Sobald er die Waffe sinken ließ, ging Lena, die Akte in der Hand, hinaus und ins Badezimmer. Sie schloss ab, machte Licht und klappte den Toilettendeckel hinunter, als wolle sie die Toilette benutzen. Dann schlüpfte sie durch das offene Fenster hinaus, hastete um die Ecke und erschauderte vor Erleichterung, als sie sah, dass Rhodes gerade vor dem Haus hielt.
»Was ist passiert?«, fragte er, während er das Fenster herunterkurbelte. »Was ist los?«
Lena sprang in den Wagen und klappte ihr Mobiltelefon auf. »Ramira ist tot. Wir müssen sofort zu Fontaine.«
»Ich habe heute versucht, ihn zu erreichen. Er war nicht im Büro. Außerdem wird Greta Dietrich vermisst. Seit zwei Tagen hat niemand mehr von ihr gehört.«
Lena sah ihn erschrocken an und tippte dann etwas in ihr Telefon ein. »Wir müssen trotzdem hin. Aber zuerst bleiben wir noch eine Weile hier. Mach die Scheinwerfer aus.«
»Was hast du vor? Wen rufst du an?«
»Ich unterdrücke meine Telefonnummer. Und dann verständige ich die Polizei.«
Lena hielt sich das Telefon ans Ohr, ohne den Blick von Ramiras Haus abzuwenden.
»Was zum Teufel wird hier gespielt, Lena?«
Sie schüttelte den Kopf, als sich die Polizeizentrale meldete. »Ich habe Schüsse gehört«, sagte sie ins Telefon. »In der Küche auf dem Fußboden liegt eine Leiche. Denny Ramira, der Reporter von der Times. Er wurde in seinem Haus ermordet.«
Als die Telefonistin Lena nach ihrem Namen fragte, nannte diese stattdessen Ramiras Adresse, wiederholte sie noch einmal und legte auf.
»Warum rufst du die Polizeizentrale an, wenn Ramira ermordet wurde?«, wunderte sich Rhodes. »Weshalb verständigst du nicht die Kollegen?«
»Das geht nicht. Es hat neue Entwicklungen gegeben. Beobachte weiter das Haus.«
»Soll das heißen, dass der Typ noch da drin ist?«
»Wir unterhalten uns auf der Fahrt zu Fontaine. Beobachte einfach das Haus.«
Sie hörte, wie sich aus der Dunkelheit Sirenen näherten. Beim Warten versuchte Lena sich vorzustellen, was Klinger wohl gerade tat. Obwohl er sicher auf die Akte aus war, die sie mitgenommen hatte, durfte er sich auf keinen Fall zu erkennen geben. Ob er bereute, dass er sie hatte entkommen lassen?
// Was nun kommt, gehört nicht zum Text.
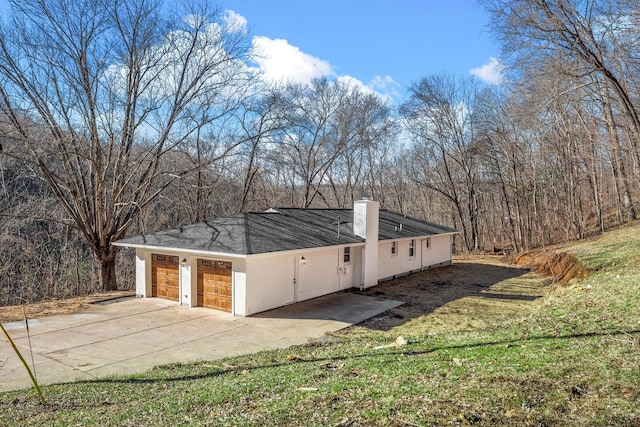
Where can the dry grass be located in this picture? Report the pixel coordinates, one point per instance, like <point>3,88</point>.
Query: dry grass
<point>14,313</point>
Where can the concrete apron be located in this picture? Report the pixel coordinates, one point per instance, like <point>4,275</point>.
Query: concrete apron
<point>134,335</point>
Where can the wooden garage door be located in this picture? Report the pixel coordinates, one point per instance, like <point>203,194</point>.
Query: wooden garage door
<point>165,277</point>
<point>214,284</point>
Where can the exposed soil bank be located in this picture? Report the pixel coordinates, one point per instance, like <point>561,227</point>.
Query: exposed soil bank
<point>561,266</point>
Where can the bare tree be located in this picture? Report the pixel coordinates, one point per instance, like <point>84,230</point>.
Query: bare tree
<point>440,117</point>
<point>99,92</point>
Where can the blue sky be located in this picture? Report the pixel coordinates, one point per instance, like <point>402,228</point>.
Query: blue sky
<point>381,45</point>
<point>385,45</point>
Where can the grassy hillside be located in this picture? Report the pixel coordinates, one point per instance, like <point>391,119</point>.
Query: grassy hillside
<point>574,361</point>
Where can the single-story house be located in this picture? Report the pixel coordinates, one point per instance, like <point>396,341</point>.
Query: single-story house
<point>256,261</point>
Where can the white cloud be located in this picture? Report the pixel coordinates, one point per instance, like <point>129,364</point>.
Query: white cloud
<point>281,62</point>
<point>491,72</point>
<point>386,87</point>
<point>235,22</point>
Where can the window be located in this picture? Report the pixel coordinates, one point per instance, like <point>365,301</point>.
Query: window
<point>346,257</point>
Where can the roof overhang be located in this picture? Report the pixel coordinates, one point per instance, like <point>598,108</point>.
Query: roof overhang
<point>178,250</point>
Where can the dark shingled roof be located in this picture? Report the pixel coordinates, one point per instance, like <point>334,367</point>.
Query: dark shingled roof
<point>281,229</point>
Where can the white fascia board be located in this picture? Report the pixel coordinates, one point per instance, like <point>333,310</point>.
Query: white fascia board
<point>179,250</point>
<point>304,250</point>
<point>421,236</point>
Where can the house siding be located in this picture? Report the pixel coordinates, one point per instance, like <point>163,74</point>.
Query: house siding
<point>283,278</point>
<point>390,266</point>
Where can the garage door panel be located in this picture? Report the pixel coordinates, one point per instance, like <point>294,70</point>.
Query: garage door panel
<point>165,277</point>
<point>214,284</point>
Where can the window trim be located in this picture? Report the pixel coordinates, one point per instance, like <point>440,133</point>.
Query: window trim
<point>427,243</point>
<point>346,255</point>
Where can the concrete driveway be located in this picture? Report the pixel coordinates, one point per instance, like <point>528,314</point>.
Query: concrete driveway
<point>134,335</point>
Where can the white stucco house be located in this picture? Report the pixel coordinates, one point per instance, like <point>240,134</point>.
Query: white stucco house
<point>256,261</point>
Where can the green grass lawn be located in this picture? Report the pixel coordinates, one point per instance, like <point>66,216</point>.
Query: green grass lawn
<point>574,361</point>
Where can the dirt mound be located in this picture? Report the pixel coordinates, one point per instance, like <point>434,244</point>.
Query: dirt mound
<point>562,267</point>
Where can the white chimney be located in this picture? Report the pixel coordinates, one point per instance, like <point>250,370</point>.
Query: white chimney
<point>365,225</point>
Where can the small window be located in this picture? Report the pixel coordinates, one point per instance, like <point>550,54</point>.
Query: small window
<point>346,257</point>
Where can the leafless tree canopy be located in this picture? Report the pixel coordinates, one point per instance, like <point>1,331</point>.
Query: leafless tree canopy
<point>120,118</point>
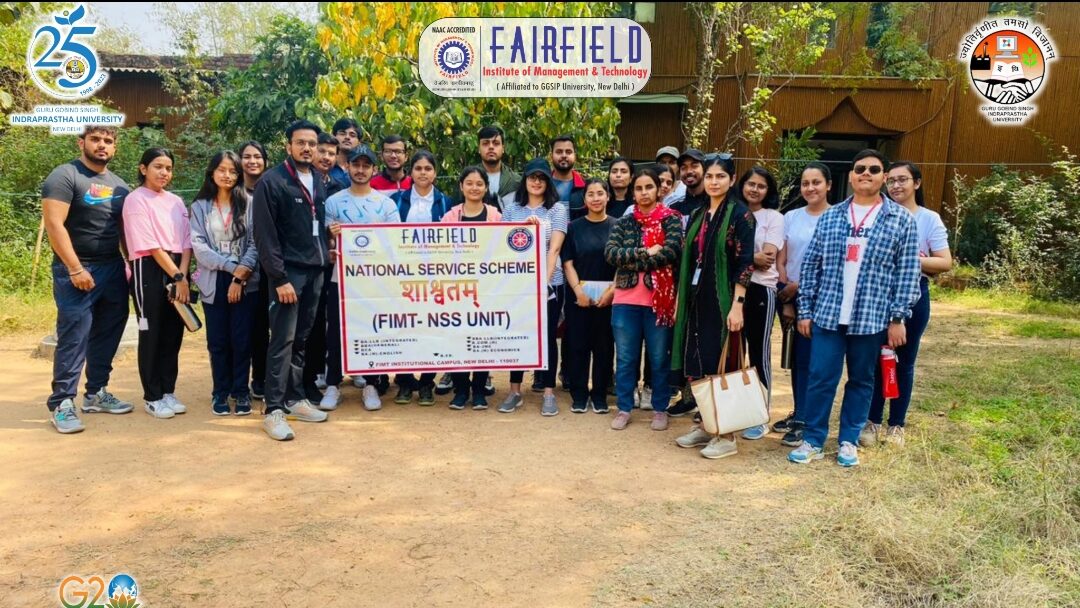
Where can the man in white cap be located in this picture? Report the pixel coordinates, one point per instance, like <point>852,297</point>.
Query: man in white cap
<point>669,156</point>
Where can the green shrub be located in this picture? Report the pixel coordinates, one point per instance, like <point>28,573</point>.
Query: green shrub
<point>1022,229</point>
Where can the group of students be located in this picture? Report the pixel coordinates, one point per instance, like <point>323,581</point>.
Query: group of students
<point>677,256</point>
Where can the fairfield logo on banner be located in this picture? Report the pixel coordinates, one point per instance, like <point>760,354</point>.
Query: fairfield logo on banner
<point>535,57</point>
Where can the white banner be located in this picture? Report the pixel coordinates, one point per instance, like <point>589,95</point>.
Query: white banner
<point>442,297</point>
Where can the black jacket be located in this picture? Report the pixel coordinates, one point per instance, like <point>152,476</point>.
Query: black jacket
<point>283,229</point>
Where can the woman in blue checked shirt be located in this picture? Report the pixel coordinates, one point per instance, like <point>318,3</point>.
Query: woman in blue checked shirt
<point>860,281</point>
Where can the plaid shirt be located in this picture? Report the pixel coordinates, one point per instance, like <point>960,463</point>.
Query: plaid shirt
<point>888,283</point>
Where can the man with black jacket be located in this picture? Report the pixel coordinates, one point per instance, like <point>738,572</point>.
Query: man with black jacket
<point>293,250</point>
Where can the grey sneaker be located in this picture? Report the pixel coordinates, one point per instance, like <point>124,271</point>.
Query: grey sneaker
<point>104,401</point>
<point>550,406</point>
<point>304,411</point>
<point>512,403</point>
<point>275,426</point>
<point>719,447</point>
<point>65,419</point>
<point>696,437</point>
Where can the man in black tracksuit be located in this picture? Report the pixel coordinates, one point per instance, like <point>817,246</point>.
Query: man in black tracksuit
<point>289,213</point>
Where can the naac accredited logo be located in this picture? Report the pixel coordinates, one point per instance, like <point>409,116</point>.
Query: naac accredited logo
<point>1008,61</point>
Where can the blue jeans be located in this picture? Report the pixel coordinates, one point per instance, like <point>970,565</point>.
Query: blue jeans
<point>229,339</point>
<point>89,327</point>
<point>800,376</point>
<point>905,364</point>
<point>631,324</point>
<point>827,353</point>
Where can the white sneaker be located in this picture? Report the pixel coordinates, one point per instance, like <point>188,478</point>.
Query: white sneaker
<point>647,399</point>
<point>696,437</point>
<point>174,404</point>
<point>275,426</point>
<point>372,401</point>
<point>869,433</point>
<point>159,408</point>
<point>719,448</point>
<point>304,411</point>
<point>331,399</point>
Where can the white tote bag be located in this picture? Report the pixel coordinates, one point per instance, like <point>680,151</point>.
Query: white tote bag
<point>731,402</point>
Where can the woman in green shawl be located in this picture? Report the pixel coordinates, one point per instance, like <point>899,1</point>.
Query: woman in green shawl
<point>712,285</point>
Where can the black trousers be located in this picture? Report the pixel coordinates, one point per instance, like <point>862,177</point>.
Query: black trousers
<point>260,334</point>
<point>548,376</point>
<point>314,362</point>
<point>161,329</point>
<point>462,384</point>
<point>589,338</point>
<point>289,326</point>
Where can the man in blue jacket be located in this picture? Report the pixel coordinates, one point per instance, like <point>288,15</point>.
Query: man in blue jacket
<point>293,250</point>
<point>860,279</point>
Wartete er neben Ramiras totem Hund Freddie im Flur vor der Toilette auf sie? Hörte er die Sirenen ebenfalls?
Das Heulen wurde immer lauter. Die Streifenwagen waren sicher nur noch einen knappen Kilometer entfernt. Im nächsten Moment wurden Lenas Fragen beantwortet.
Rhodes wies auf das Haus, wo ein Schatten von der Veranda sprang und sich ins Gebüsch flüchtete. Als die Gestalt auf der anderen Straßenseite wegrannte, beleuchteten die Scheinwerfer eines entgegenkommenden Wagens ihr Gesicht. Rhodes sah Lena an, die ihrerseits Klinger nachblickte, der in der Dunkelheit verschwand. Der Handlanger des Polizeichefs war ungeschoren davongekommen. Er hatte zwar die Akte nicht ergattert, war aber weiterhin ein freier Mann.